For the last four years, on February 9, I have made a phone call to someone who has become a dear friend. In the years past, this has always been a sad phone call, and often tears are shed. But this year things were different.
Today, when I called Hank Hunt, father of Kari Hunt, there were no tears, there was no sadness, there was an incredible amount of relief and satisfaction.
Even though four years, two months, and eight days ago, Kari was brutally murdered in an East Texas hotel room, when her 9-year old daughter was unable to dial 9-1-1, it is quite fitting that on what would have been her 36th birthday, the United States Congress passed HR 582 (Kari’s Law Act of 2017), after being amended by the U.S. Senate, and sent the Bill to the president of the United States to be signed into the law of the land.
For those that are unaware, Kari’s Law requires that multiline telephone systems (MLTS) provide access to emergency services by directly dialing the digits 911, without having to dial a prefix code such as nine first. To ensure that local staff is aware of the emergency event, a method of on-site notification must be activated if provided by the system. Finally, emergency calls cannot be intercepted by local on-site staff, unless training has been provided to the level necessary to handle an emergency call.

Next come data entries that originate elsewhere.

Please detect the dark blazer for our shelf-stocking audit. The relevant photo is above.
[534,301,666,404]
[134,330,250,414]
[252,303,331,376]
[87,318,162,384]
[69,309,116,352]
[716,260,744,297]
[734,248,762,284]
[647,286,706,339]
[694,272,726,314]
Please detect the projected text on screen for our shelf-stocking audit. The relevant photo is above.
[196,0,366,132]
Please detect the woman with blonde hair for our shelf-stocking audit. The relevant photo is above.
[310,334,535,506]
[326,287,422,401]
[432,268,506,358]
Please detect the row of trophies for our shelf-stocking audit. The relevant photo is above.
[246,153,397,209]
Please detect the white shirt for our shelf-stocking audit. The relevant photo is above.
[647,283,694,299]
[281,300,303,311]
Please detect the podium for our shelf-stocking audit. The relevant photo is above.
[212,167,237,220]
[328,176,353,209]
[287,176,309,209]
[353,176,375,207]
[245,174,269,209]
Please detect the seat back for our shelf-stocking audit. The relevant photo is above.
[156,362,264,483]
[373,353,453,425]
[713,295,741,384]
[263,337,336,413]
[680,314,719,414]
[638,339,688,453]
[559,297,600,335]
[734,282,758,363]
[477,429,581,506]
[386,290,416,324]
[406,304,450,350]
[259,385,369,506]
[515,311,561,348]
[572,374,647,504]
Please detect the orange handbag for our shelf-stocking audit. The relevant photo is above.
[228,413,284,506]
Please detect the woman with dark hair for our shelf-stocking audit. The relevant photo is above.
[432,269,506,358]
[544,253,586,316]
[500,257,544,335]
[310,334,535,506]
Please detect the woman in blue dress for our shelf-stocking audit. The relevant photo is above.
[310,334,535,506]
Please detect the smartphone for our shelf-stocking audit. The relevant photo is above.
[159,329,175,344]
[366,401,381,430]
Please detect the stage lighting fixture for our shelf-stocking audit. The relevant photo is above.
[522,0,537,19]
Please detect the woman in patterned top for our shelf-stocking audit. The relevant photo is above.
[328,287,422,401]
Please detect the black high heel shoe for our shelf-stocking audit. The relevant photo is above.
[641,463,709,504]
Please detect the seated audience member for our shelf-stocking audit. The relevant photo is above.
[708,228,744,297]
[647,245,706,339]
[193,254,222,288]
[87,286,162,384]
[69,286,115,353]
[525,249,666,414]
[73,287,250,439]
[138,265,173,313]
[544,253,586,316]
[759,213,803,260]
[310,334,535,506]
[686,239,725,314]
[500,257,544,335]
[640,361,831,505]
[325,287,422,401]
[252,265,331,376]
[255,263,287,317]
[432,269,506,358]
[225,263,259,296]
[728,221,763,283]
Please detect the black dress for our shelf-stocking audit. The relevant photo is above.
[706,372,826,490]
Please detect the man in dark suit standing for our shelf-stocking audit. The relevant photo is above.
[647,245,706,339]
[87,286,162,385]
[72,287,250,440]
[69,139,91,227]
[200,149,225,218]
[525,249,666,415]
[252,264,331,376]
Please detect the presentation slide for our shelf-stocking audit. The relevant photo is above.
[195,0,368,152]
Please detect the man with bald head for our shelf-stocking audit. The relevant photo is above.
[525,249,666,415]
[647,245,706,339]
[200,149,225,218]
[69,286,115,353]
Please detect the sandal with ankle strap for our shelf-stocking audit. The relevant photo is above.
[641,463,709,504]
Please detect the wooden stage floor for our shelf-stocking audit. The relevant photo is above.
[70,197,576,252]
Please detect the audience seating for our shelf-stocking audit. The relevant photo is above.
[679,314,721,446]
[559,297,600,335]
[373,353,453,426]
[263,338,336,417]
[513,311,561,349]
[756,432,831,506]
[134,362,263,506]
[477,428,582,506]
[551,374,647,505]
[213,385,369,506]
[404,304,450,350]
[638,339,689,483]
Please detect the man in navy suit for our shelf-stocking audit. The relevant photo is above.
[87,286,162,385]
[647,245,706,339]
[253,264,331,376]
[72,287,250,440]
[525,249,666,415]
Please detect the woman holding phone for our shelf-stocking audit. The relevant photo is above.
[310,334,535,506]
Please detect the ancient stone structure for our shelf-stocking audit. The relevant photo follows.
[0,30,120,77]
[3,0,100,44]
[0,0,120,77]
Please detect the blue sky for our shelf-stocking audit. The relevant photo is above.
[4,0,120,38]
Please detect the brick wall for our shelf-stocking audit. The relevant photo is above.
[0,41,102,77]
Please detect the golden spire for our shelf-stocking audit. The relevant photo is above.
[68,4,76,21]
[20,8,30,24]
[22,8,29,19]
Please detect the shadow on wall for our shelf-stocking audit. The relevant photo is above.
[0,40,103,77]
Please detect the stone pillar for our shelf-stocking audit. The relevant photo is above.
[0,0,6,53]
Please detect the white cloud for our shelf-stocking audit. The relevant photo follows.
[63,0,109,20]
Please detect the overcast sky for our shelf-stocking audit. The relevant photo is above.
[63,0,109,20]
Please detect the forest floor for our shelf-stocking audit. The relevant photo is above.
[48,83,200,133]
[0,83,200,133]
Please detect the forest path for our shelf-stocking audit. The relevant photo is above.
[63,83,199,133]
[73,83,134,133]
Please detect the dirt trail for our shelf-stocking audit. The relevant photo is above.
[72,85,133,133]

From the moment that this was brought to the FCC’s attention, Ajit Pai, then only a Commissioner, reached out to me for more information on this tragic incident. On January 10, 2014 I met with Commissioner Pai and his staff, and after realizing that technology was not the issue, and that this affected tens of thousands of hotel rooms across the United States, in addition to the phones within the Federal Communications Commission building itself, he began his crusade to fix what was very wrong.
When I first talked to Hank Hunt back in December 2013, he had just buried his daughter. It was the hardest phone call I ever had to make, but I assured him that this could be fixed, and it could be done without creating a financial burden to businesses. Despite every other PBX manufacturer running away from this problem in fear of what they did not know, I chose to continue forward.

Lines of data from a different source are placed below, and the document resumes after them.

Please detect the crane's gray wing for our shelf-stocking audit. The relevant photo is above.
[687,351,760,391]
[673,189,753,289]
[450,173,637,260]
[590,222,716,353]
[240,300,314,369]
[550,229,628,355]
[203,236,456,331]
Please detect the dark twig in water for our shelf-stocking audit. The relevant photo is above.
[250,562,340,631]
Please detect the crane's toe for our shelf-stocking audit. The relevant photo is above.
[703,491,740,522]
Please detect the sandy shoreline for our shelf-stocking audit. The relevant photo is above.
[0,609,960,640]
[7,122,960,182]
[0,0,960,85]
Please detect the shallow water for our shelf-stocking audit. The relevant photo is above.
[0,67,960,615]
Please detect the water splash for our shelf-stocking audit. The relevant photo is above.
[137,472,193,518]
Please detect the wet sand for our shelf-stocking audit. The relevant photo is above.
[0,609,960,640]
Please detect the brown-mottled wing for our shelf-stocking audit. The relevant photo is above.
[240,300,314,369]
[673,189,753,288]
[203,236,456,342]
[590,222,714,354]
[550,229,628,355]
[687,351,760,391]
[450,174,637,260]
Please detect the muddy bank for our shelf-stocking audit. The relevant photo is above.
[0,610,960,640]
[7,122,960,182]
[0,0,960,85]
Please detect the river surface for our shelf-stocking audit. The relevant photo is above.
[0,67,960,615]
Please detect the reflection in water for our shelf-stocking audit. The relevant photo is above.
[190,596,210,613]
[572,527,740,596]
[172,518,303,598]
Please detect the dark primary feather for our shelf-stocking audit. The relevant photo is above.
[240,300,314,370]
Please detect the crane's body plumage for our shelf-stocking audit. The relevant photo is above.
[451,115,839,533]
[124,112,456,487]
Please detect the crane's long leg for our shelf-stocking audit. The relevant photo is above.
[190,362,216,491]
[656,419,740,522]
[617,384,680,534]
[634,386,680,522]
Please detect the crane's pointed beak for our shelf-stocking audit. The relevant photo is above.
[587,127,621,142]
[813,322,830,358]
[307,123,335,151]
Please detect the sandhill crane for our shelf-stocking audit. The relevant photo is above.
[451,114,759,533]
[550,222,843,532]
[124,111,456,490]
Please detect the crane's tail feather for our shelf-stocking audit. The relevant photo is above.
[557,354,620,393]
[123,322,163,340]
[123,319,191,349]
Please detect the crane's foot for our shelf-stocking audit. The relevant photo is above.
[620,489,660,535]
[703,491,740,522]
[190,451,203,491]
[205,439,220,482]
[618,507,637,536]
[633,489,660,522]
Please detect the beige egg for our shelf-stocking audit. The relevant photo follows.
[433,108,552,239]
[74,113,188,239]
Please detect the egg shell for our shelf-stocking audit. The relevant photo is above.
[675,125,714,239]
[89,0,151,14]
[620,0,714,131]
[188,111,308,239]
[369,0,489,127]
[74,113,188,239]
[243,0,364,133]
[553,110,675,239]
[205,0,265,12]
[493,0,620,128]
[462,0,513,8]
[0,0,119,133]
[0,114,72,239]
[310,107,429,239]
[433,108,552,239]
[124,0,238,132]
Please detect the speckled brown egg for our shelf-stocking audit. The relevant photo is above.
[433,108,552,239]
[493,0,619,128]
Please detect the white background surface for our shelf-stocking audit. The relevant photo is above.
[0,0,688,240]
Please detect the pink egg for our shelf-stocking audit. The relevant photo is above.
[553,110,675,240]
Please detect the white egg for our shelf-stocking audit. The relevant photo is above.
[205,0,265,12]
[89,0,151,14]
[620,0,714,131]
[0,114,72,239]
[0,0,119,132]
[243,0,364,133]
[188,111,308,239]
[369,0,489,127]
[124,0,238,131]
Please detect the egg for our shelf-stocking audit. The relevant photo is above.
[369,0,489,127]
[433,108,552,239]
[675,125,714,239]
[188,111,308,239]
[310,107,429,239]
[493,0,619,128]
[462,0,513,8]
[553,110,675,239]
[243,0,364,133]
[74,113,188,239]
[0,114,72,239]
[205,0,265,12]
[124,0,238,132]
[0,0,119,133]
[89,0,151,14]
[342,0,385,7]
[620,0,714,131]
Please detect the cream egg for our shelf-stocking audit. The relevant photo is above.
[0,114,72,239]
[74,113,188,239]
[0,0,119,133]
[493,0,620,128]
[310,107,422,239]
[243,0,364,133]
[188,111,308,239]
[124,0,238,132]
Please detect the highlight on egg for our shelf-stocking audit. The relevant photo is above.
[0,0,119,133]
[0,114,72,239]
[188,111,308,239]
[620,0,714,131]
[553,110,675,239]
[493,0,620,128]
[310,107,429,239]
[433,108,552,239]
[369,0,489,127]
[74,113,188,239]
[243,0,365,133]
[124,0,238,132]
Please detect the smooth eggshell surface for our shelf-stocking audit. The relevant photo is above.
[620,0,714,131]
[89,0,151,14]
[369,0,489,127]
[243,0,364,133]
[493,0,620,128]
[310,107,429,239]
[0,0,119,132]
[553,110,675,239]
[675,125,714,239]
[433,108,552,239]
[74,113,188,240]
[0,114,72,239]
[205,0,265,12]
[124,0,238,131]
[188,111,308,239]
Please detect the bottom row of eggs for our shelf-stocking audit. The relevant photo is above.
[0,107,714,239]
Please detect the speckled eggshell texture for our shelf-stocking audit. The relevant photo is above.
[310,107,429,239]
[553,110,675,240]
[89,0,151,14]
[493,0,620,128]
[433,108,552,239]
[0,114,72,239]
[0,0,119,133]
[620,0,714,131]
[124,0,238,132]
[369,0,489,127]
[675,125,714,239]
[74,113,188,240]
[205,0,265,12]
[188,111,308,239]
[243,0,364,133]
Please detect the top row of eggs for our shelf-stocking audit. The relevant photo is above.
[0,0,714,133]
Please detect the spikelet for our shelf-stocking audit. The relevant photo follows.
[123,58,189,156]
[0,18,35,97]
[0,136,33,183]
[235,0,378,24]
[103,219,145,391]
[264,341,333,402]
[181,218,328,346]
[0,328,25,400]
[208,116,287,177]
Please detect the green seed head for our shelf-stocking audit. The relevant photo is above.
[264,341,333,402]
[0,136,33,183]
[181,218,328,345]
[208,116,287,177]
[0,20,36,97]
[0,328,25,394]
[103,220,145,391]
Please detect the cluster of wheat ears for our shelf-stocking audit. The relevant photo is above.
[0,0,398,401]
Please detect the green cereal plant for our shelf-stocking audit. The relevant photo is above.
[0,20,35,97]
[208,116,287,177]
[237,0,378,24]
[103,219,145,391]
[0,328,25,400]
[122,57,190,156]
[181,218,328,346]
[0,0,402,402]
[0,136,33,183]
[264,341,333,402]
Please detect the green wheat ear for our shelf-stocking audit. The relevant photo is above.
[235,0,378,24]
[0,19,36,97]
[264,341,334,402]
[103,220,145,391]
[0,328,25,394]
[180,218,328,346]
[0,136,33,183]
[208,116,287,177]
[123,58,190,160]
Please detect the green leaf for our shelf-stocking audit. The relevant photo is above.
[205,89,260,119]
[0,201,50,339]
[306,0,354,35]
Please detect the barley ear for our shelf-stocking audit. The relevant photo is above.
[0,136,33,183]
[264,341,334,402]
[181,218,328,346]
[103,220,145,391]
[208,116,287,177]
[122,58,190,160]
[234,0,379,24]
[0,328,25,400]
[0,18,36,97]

Avaya is a people company. Our employees are like family. In many cases, the people that we deal with or do business with quickly become part of our extended family. The Hunts are a simple East Texas family with strong values and great spirit. Very quickly after meeting them, they made me part of their extended family, which is something that I cherish very deeply. Kari’s Law is a wonderful story, not just about technology, but about people helping people who help people. While I admittedly have my faults, this is one thing that I can stand behind and know that I have done something that will transcend time, and make a difference in people’s lives.

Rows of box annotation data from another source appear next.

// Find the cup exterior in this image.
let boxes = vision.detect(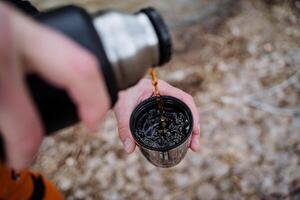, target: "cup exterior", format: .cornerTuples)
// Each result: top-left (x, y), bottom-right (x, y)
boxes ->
(139, 135), (192, 168)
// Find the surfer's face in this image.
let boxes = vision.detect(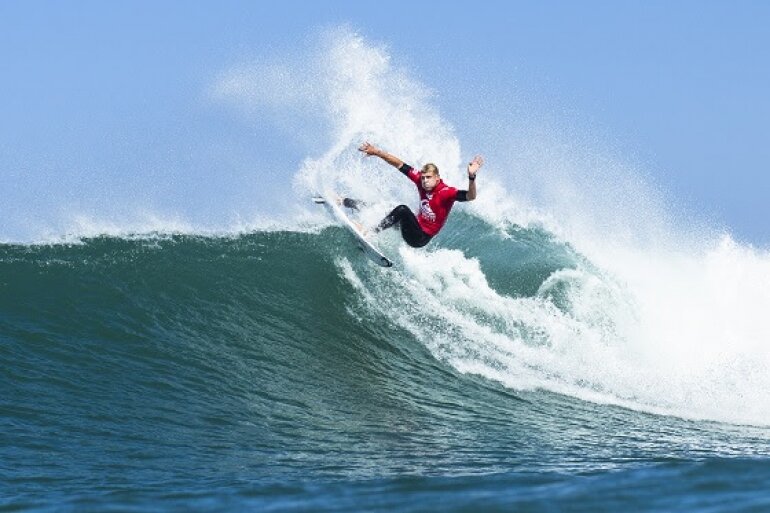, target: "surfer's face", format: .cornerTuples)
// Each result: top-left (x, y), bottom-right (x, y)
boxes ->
(420, 172), (439, 191)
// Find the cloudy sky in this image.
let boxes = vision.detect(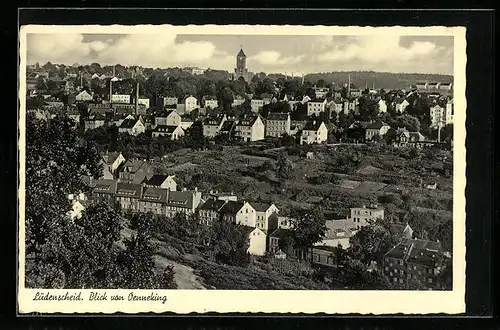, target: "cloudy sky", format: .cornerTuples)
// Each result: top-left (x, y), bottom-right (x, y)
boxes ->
(27, 33), (453, 75)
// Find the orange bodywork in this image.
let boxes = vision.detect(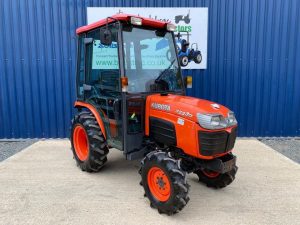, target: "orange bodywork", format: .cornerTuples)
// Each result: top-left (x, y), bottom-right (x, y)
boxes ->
(74, 101), (106, 138)
(145, 94), (237, 159)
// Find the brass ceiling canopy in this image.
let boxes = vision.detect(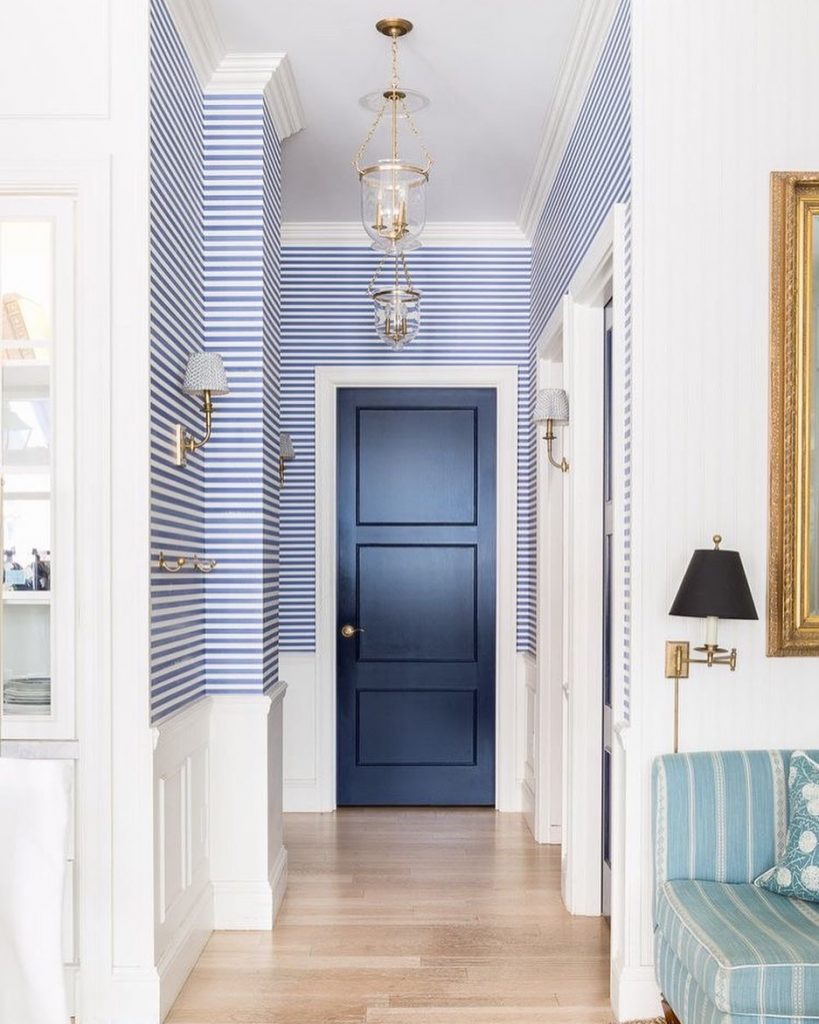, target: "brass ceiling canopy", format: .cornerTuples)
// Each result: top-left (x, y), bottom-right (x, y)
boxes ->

While our battle is not over, we can certainly do a victory dance around this advancement, and celebrate Kari’s life that now has a greater meaning than ever before. Hank has always said the one thing he hopes for is that Kari’s death was not in vain. Based on the Congressional win today, I believe he can claim victory. Hopefully that will provide a moment of celebration on what would have been the 36th birthday for Kari Hunt, who made the ultimate sacrifice for the safety of others.